NATO Expanding its Theater With China in its Sights, by Ann Wright

For anybody worried about potential war with China, take heart, the US will have its NATO allies, including powerhouses like Albania and Montenegro. From Ann Wright at

Ann Wright says a new proposed roadmap reflects an alarming expansion beyond Europe and Russia, the alliance’s traditional traditional area of operations and concern.   

The U.K.’s Royal Air Force aerobatic team, the Red Arrows, performing over Kuala Lumpur during a series of flypasts in the Asia-Pacific and Middle East regions in 2016. (Defence Images, CC BY-NC-SA 2.0)

During the March 23-24 meeting of the North Atlantic Treaty Organization (NATO) council, Anthony Blinken, the U.S. secretary of state, encouraged NATO members to join the U.S. in viewing China as an economic and security threat to the U.S. as well as to NATO countries, thereby expanding NATO’s areas of focus to include the Pacific. This is a dangerous move that must be challenged.

To gain insight into what transpired at the March NATO meeting, we can look to a roadmap for NATO’s future, which was released last fall. The report, entitled “NATO 2030: United for a New Era,” is intended to be a guide for the military alliance in meeting the challenges it will face in the next decade. In the report, released in November, the “independent group” of five advisers from 10 NATO countries identified 13 challenges and threats to NATO in the next decade. 

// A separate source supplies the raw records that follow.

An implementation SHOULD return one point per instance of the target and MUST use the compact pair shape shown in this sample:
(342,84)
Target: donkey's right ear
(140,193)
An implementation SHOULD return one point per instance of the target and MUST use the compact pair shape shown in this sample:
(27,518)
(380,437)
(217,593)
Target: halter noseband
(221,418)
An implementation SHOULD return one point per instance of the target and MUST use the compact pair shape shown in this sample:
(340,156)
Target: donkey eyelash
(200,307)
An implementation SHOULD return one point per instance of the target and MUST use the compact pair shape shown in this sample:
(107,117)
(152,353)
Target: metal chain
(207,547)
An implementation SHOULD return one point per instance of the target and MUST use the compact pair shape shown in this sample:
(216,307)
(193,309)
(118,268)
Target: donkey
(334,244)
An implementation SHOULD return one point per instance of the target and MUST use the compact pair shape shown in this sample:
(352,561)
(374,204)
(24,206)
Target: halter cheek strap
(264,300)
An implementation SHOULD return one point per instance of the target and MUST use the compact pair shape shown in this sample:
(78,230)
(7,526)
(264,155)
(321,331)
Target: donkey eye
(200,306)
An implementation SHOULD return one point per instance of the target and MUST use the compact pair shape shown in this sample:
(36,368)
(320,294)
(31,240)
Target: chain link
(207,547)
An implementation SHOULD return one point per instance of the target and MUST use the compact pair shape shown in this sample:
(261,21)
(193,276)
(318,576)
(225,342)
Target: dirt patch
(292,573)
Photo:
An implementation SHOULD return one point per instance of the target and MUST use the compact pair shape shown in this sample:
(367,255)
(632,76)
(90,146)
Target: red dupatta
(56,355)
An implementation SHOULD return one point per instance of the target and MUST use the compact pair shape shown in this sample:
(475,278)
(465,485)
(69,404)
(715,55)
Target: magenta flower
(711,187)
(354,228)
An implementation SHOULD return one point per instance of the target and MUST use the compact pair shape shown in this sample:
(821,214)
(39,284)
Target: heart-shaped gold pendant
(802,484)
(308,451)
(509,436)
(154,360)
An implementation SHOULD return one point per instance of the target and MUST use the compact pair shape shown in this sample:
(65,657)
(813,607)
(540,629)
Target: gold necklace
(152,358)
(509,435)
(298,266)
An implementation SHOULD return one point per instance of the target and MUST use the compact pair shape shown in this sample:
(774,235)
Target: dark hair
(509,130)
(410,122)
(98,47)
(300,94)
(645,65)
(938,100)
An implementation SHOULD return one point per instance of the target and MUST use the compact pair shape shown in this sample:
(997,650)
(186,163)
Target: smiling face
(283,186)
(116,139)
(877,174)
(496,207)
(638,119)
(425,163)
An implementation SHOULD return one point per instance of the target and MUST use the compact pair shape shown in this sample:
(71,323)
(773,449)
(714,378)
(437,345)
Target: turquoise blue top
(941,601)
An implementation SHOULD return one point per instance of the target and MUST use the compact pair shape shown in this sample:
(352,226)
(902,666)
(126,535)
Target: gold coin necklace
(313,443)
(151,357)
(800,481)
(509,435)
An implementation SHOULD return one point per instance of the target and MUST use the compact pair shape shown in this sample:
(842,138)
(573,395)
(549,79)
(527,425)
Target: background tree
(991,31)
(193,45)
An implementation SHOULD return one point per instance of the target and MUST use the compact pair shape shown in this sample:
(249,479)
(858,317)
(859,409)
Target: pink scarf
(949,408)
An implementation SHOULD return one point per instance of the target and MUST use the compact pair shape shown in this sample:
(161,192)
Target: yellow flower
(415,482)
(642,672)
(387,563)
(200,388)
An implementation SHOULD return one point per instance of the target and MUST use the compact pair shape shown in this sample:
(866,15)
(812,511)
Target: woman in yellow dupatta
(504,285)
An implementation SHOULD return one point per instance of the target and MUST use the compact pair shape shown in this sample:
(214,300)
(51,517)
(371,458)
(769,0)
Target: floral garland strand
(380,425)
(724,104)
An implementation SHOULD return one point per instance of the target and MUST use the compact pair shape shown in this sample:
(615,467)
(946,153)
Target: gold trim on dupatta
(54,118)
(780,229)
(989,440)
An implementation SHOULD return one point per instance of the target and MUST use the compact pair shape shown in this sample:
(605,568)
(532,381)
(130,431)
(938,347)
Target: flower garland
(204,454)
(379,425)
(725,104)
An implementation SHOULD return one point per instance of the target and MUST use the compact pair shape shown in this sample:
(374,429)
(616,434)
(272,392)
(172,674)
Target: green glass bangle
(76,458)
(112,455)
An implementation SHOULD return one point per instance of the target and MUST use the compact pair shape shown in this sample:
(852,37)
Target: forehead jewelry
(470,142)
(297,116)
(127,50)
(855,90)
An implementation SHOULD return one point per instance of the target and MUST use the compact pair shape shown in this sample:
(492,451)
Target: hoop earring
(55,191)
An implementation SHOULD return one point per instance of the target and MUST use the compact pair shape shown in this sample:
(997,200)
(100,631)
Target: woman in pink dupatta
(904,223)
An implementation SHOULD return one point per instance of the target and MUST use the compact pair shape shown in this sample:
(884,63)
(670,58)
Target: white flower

This new proposed roadmap for NATO reflects an alarming expansion: It is as much about China and the Asia/Pacific region as it is about NATO’s traditional traditional area of operations and concern, Europe and Russia.

Although the group identified the No. 1 threat to NATO as Russia, China was named as threat number 2. 

The document brings the North Atlantic Treaty Organization into the Pacific and attempts to provide a justification to expand and strengthen “partnerships” in the Asia/Pacific region. NATO already has four “partners” in the Pacific through bilateral agreements with Japan, South Korea, Australia and New Zealand.